They can't fire you but depending on the school (and the students, their prents, the governers etc) they could make it pretty uncomfortable working there, and you could find yourself not having your contract renewed since you're an NQT. But I'm sure you'll know yourself whether it is generally a supportive environment and how they have handled previous situations which are sometimes frowned on by Christian institutions- teachers living with their partners before they're married for example. 
I was teaching on a supply contract at a Christian school and it was going well, they had a new teaching position coming up and I'd applied, I was attending meetings and they talked about "my" class, it was pretty much a done deal. Then I told them I was pregnant and a week later I was told that the role wasn't going to be available, and then that they didn't need me for supply anymore- they didn't even let me know in person, my head of department waved me off and said see you next week, and then I get a call 30 minutes later from my agency saying they didn't need me anymore. Ouch. However another school (also Christian) that I was supplying at were lovely when they found out I was pregnant, really supportive and totally unfazed by me not being married. Although there were a few teachers who didn't acknowledge my pregnancy until I was married (at 7 months pregnant), but they weren't horrible or anything.


----------



## LouOscar01

My contract is permanent so I don't need to worry too much about that. If they do make it horrible then I will go back for a bit after mat leave and then look for a position elsewhere.


----------



## LouOscar01

loeylo said:


> I worry about this too. I am just finishing my first year in teaching and don't have a permanent job yet. Realistically, I could take years for me to be made permanent although it could be much quicker. I am currently applying for a mix of schools, some of such are state run non denominational schools (although they are technically still Christian) and some catholic schools, with a private special school working with severe behavioural problems!
> For the state non denominational schools it shouldn't be too much of a problem, although it is still pretty unheard of. In the catholic schools it is quite a worry.
> I am really scared about being pregnant in the behavioural unit though.
> Also, I am 25 but I look maybe 18 at the most. Too young to be a teacher but in corridors of new schools I have been mistaken for a pupil :s


I look really young, but working in primary this is less of a problem  

The class I am having next year has a violent pupil in it so I am anxious about the potential consequences of this.


----------



## WhiteKhocol8

LouOscar will you have an aide in with the violent student? We have one in our school and there is no way a pregnant teacher could safely (for the student, the teacher and her unborn baby) deal with many of the confrontations they experience without assistance.
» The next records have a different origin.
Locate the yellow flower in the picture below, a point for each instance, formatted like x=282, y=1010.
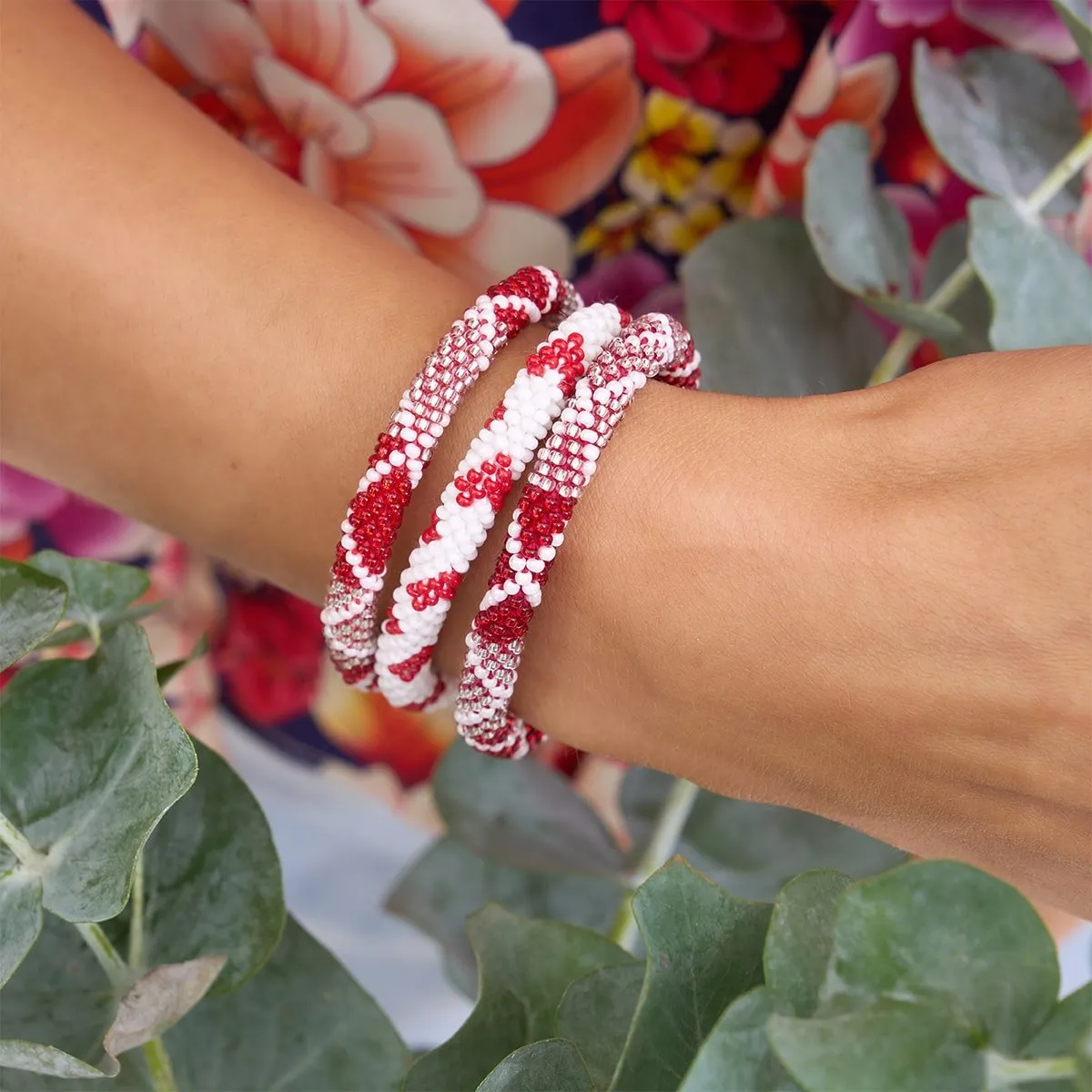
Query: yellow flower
x=674, y=136
x=731, y=176
x=678, y=230
x=615, y=229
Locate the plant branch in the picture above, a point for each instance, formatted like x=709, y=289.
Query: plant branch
x=662, y=844
x=109, y=958
x=15, y=841
x=902, y=348
x=136, y=916
x=1003, y=1073
x=158, y=1066
x=121, y=976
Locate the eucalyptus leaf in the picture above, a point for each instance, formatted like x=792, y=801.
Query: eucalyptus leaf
x=448, y=883
x=1069, y=1022
x=595, y=1015
x=551, y=1065
x=737, y=1055
x=20, y=917
x=1075, y=15
x=98, y=592
x=49, y=1062
x=895, y=1046
x=704, y=949
x=802, y=937
x=768, y=319
x=972, y=309
x=999, y=119
x=300, y=1025
x=518, y=996
x=753, y=850
x=31, y=606
x=1042, y=290
x=862, y=239
x=521, y=814
x=90, y=759
x=158, y=999
x=56, y=1008
x=212, y=878
x=75, y=632
x=949, y=935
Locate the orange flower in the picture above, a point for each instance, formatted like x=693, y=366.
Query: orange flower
x=424, y=119
x=862, y=92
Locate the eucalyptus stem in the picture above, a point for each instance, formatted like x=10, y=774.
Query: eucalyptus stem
x=136, y=916
x=158, y=1066
x=1003, y=1073
x=902, y=348
x=665, y=836
x=15, y=841
x=109, y=958
x=121, y=976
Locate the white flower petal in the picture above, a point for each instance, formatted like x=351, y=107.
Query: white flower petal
x=336, y=43
x=216, y=39
x=310, y=112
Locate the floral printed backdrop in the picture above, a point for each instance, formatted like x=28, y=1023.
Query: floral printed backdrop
x=601, y=136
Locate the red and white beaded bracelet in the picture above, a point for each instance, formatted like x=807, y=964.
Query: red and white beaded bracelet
x=470, y=503
x=654, y=347
x=404, y=450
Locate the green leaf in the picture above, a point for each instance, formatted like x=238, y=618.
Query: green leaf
x=56, y=1008
x=999, y=119
x=802, y=938
x=753, y=850
x=518, y=996
x=1070, y=1019
x=20, y=917
x=521, y=814
x=98, y=592
x=945, y=933
x=72, y=633
x=862, y=239
x=448, y=883
x=158, y=999
x=973, y=310
x=768, y=319
x=552, y=1065
x=90, y=759
x=39, y=1058
x=31, y=605
x=1075, y=15
x=704, y=949
x=896, y=1046
x=737, y=1053
x=595, y=1015
x=212, y=878
x=1042, y=290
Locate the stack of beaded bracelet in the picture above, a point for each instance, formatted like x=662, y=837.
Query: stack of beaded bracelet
x=470, y=503
x=403, y=451
x=655, y=345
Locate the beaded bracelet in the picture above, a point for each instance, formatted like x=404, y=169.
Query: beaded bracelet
x=404, y=450
x=654, y=347
x=470, y=503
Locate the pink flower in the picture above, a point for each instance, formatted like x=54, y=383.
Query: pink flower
x=1032, y=26
x=423, y=119
x=76, y=525
x=636, y=281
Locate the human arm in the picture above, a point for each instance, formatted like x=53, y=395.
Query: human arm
x=874, y=606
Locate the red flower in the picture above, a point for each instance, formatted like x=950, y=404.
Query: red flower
x=729, y=55
x=268, y=654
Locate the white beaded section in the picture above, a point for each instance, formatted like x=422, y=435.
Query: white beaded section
x=530, y=408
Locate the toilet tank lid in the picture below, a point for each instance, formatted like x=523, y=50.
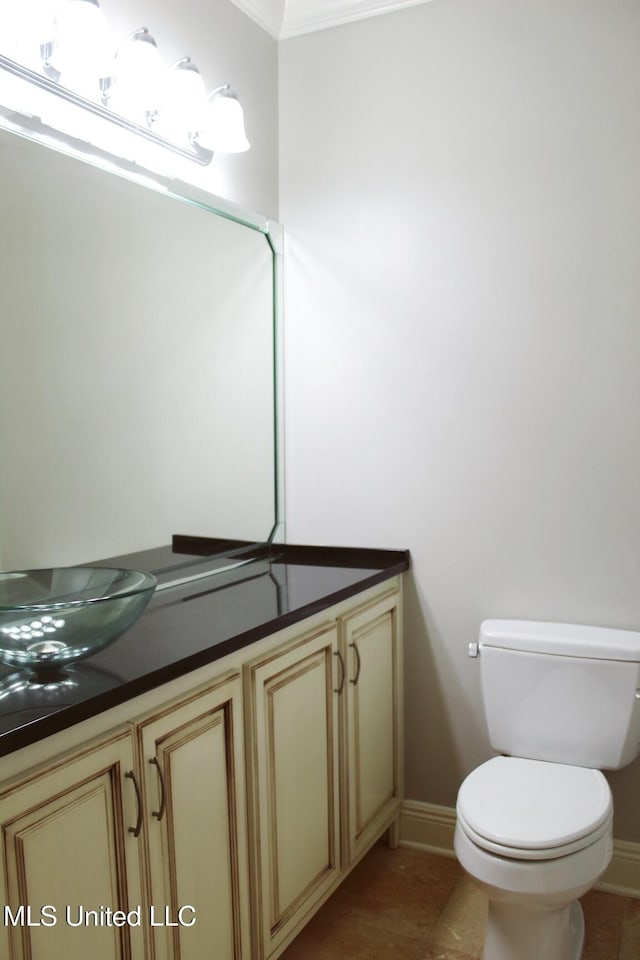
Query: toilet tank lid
x=561, y=639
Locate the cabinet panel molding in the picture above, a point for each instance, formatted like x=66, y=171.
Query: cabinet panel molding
x=292, y=726
x=193, y=760
x=70, y=861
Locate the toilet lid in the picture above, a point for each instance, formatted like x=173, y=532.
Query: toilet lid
x=532, y=805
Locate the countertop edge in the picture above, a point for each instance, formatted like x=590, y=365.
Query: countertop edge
x=386, y=564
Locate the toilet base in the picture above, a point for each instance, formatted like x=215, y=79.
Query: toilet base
x=515, y=934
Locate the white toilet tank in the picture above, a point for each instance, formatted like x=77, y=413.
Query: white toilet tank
x=560, y=692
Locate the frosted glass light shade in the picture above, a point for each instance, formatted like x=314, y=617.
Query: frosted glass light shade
x=184, y=101
x=137, y=76
x=224, y=127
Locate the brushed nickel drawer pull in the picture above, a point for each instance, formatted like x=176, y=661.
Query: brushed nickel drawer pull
x=342, y=671
x=158, y=814
x=138, y=827
x=358, y=664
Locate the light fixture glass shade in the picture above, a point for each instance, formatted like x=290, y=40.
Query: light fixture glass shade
x=184, y=101
x=223, y=131
x=137, y=77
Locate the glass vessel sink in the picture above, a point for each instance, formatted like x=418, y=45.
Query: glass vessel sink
x=49, y=619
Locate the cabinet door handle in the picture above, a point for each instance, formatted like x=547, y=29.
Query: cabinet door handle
x=138, y=827
x=158, y=814
x=358, y=664
x=342, y=671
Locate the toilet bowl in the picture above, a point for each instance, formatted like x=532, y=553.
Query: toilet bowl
x=535, y=836
x=562, y=703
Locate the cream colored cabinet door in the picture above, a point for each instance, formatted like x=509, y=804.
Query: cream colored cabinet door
x=372, y=731
x=195, y=821
x=292, y=725
x=71, y=858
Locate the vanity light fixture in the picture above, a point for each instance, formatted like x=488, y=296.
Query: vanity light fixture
x=224, y=123
x=127, y=84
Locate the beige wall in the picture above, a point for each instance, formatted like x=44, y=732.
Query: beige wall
x=459, y=183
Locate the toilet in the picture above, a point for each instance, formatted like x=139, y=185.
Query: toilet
x=534, y=825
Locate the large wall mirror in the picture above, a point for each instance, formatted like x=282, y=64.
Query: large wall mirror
x=137, y=363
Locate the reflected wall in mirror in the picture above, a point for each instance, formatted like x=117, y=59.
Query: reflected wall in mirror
x=136, y=365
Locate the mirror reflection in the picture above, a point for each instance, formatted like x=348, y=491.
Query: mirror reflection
x=136, y=365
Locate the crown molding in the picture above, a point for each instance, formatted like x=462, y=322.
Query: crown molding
x=268, y=14
x=283, y=19
x=307, y=16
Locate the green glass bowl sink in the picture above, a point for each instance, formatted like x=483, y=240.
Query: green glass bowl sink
x=50, y=619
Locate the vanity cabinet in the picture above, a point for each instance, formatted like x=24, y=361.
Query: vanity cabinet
x=293, y=760
x=238, y=797
x=192, y=758
x=323, y=721
x=69, y=847
x=372, y=724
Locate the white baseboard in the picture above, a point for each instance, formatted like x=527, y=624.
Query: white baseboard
x=431, y=827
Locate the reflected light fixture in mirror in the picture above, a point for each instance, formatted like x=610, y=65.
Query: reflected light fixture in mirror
x=81, y=62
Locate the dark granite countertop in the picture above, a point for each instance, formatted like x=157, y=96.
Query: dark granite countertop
x=189, y=625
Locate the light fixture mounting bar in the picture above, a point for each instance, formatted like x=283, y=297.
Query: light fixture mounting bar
x=196, y=153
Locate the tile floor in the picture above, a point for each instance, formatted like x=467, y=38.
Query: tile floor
x=410, y=905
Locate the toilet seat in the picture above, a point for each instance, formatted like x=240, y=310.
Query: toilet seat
x=532, y=809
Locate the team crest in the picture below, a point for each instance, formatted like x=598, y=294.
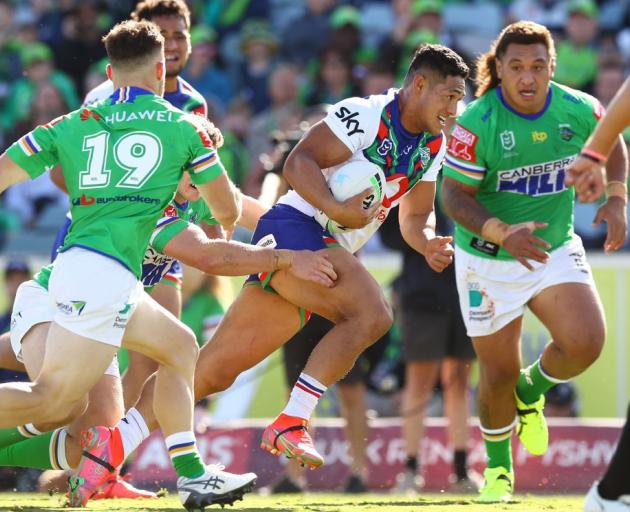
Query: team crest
x=566, y=132
x=507, y=140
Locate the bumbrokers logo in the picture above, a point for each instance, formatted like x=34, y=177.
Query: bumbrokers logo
x=84, y=200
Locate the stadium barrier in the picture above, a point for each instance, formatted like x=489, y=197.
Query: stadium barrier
x=579, y=451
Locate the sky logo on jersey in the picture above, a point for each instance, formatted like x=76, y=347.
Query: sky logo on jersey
x=462, y=144
x=347, y=117
x=536, y=179
x=88, y=200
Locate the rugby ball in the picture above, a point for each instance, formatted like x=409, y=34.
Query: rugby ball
x=352, y=177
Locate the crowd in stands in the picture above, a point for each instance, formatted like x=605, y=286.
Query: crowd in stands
x=261, y=63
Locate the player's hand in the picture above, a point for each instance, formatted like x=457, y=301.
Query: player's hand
x=314, y=267
x=352, y=213
x=613, y=211
x=439, y=252
x=523, y=245
x=587, y=177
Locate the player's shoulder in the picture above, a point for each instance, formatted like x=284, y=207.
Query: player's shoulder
x=99, y=93
x=569, y=98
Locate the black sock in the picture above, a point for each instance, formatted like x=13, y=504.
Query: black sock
x=459, y=464
x=615, y=481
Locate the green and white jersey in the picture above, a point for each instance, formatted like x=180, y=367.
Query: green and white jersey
x=518, y=162
x=122, y=159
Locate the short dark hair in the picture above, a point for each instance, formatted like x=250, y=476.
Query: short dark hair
x=129, y=43
x=148, y=9
x=437, y=59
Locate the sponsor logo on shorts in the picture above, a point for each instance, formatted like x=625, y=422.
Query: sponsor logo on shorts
x=484, y=246
x=72, y=308
x=535, y=180
x=267, y=241
x=480, y=305
x=137, y=198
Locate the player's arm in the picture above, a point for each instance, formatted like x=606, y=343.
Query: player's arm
x=224, y=199
x=585, y=173
x=460, y=203
x=221, y=257
x=614, y=210
x=10, y=173
x=416, y=217
x=320, y=149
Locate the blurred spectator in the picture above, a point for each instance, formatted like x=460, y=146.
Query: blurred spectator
x=334, y=80
x=38, y=70
x=203, y=71
x=260, y=47
x=81, y=44
x=562, y=401
x=551, y=13
x=283, y=114
x=234, y=154
x=577, y=55
x=307, y=35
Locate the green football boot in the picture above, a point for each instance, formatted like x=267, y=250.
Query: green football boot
x=498, y=486
x=532, y=427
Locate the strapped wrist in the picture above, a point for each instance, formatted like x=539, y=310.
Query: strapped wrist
x=494, y=230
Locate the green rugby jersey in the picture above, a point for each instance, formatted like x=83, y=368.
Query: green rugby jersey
x=122, y=159
x=518, y=162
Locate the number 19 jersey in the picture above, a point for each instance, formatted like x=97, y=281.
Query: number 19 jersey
x=122, y=159
x=518, y=162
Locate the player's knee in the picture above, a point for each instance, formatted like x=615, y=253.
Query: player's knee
x=376, y=321
x=214, y=381
x=184, y=351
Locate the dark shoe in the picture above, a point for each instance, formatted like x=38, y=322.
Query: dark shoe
x=355, y=485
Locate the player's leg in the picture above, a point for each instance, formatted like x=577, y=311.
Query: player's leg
x=499, y=365
x=167, y=294
x=455, y=378
x=353, y=408
x=8, y=360
x=424, y=342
And yes I know what you mean about looking young as a teacher! We are lucky over here that students wear uniform so you can tell who's in authority by the plain clothes!


----------



## LouOscar01

Ours wear uniform too, and luckily im in year 2 so they are only 6 and 7 so I am taller than them  

Will have someone to work with the student hopefully but it's still not foolproof.


----------



## MikaylasMummy

In our dioscess I know they don't hire teachers if they are even living with a man unmarried!but I'm not sure what would happen if they were already an employee and got pregnant.im in Australia


----------



## aknqtpie

I am not sure how the marriage license thing works in the UK. But I know at least over here you can go get a marriage license and have a friend get ordained through the court to perform a legal ceremony. It was fairly inexpensive. If you guys are planning on getting married eventually, there is no reason why you couldn't do this to CYA.. and then have a bigger ceremony later. My late-DH and I got legally married and then had our actual wedding 7 months later. 

Just an idea.


----------



## Teri7489

I don't think you have anything to worry about. I went to a Catholic school and a few of my teachers who weren't married had babies. No one said a word about it. It's not as if you are sleeping around, discussing it in school then getting pregnant. Life has changed from all those 'rules' years ago. Xxx


----------



## cherrylips100

I really don't think you should have to worry about losing your job. Employment laws in the UK are not dictated by religion and I believe they could be held to account if they were to be judgmental, regardless of the schools ethos. 
You are in a committed relationship, if you want a baby then go for it. Love and a happy home is all a child needs, marriage is just an extra option but that's a story for another thread!


----------



## bellaxgee

have you thought about having a small civil ceremony to just be married and maybe later having a big wedding?


----------